EkoLakay is SOIL’s growing household sanitation social business. Customers pay an affordable monthly user fee which covers waste collection and maintenance. All wastes from SOIL’s toilets are collected and safely transformed into compost.
Although SOIL’s implementation efforts are limited to Haiti, its ultimate goal is to prove that sanitation can produce resources, restore ecosystems, nurture solidarity, create dignified livelihoods, and build health and resilience.
The Inga Foundation has worked with farming communities in Hondurus since 2012 to halt the practice of slash and burn agriculture through a sustainable, organic and low cost alternative: Inga alley-cropping. It has been extending the “Guama Model” to farmer groups and helps each family through the 2-3 year period of establishment.
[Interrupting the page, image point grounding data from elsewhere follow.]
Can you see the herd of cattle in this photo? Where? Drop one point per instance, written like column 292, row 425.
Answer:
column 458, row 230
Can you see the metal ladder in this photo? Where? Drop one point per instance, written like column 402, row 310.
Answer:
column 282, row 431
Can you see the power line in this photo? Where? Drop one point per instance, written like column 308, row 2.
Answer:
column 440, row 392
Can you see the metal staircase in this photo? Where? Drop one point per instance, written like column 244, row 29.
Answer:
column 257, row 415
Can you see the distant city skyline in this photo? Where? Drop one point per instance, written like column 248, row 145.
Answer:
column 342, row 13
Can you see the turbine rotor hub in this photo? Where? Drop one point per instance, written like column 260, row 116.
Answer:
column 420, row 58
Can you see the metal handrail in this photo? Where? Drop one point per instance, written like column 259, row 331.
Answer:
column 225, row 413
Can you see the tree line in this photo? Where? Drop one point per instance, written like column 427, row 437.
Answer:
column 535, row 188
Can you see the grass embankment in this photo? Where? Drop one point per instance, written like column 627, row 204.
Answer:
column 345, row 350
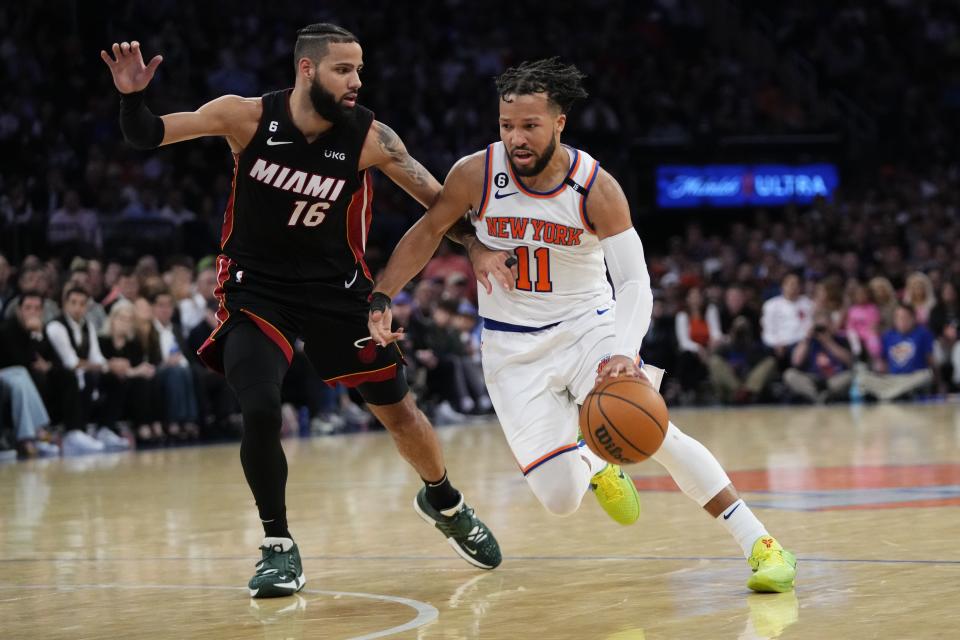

Today, IF has a demo farm and is supporting around 240 families, in various stages of adopting the Guama Model. The families’ plots and the demo farm are becoming a model of sustainable rural livelihoods and the model is being written into the Honduran Government’s strategic wet zone plan.
Since 2002, Thydêwá has been working to promote intercultural dialogue between indigenous people and mainstream society and thus social regeneration for all. It seeks to regenerate intercultural relations through the production and dissemination of materials concerning indigenous cultures and the promotion of ‘intercultural encounters’ for sharing and dialogue. In this way it looks to reduce prejudice on both sides, and encourage the valorisation of cultural diversity in dialogue.
Given the close relationship between indigenous communities and the natural environment, Thydêwá also works to promote natural resource regeneration based on indigenous principles. Our ‘intercultural encounters’ seek to improve the wellbeing of all participants and that of the planet too.